The house greeted me not with grandeur, but with the quiet

 beauty of simplicity. Modest walls, their pale hues warmed

 by the golden light of the outside. A wooden table, scarred

 and worn, spoke of years spent gathering moments rather

 than wealth. The faint scent of lavender clung to the air, the

 ghost of some long-ago perfume, perhaps hers. My eyes

 wandered to a small painting resting on the mantel, and

 there she was: Sarah, captured in youth. And though I have

 never held fondness for children — oh, the endless clamor,

 the chaos they trail behind them — this child was an

 exception. Sarah, even then, was radiant. A woman held her

 in the portrait, blonde hair framing a gentle face, grey eyes

 like storm clouds breaking for the sun. Surely, her mother.

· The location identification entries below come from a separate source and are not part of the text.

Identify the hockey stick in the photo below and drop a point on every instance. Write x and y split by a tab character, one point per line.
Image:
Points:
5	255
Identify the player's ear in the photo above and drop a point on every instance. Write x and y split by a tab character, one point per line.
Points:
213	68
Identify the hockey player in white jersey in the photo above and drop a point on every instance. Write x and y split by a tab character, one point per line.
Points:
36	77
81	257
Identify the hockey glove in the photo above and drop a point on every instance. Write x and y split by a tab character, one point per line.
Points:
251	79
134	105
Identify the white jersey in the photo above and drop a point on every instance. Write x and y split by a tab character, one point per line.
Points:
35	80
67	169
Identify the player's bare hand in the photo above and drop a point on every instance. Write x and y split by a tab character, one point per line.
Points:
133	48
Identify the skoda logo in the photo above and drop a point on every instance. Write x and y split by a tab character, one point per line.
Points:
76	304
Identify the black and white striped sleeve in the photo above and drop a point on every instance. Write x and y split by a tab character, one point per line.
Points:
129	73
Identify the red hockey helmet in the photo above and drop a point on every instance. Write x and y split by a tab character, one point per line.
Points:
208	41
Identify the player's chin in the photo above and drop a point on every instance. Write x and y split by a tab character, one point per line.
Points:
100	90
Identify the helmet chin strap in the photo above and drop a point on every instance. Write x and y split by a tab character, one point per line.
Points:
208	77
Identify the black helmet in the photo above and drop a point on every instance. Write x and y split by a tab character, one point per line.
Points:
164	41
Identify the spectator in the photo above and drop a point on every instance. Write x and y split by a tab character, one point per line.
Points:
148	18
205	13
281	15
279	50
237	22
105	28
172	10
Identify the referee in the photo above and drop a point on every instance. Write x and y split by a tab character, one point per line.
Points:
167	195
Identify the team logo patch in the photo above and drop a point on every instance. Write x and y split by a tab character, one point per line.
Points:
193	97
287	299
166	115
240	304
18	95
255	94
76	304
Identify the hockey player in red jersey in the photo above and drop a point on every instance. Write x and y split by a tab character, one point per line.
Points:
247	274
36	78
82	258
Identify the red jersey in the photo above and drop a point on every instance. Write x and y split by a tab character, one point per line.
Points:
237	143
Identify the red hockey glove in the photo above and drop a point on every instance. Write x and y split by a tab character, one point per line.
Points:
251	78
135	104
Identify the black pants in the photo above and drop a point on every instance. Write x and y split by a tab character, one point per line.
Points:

 Beside her stood a tall man in black, but his face was

 obscured by some smear upon the glass, leaving his features

 veiled, unknowable. "My mother passed away when I was

 just little," Sarah's voice came from behind me — softer now,

 almost breaking. I turned to her, listening as she continued,

 the words unspooling like an old wound she'd learned to live

 with. "She was ill… very ill. My dad and everyone else could

 not help her. It all started from the moment of my birth. I felt

 it was my fault — that I was cursed somehow. But my dad

 loved me… loved me as much as my mom did. They said I had

 a healing touch." Her lips curved in a bittersweet smile,

 though there was sorrow there too. "It was ironic, honestly…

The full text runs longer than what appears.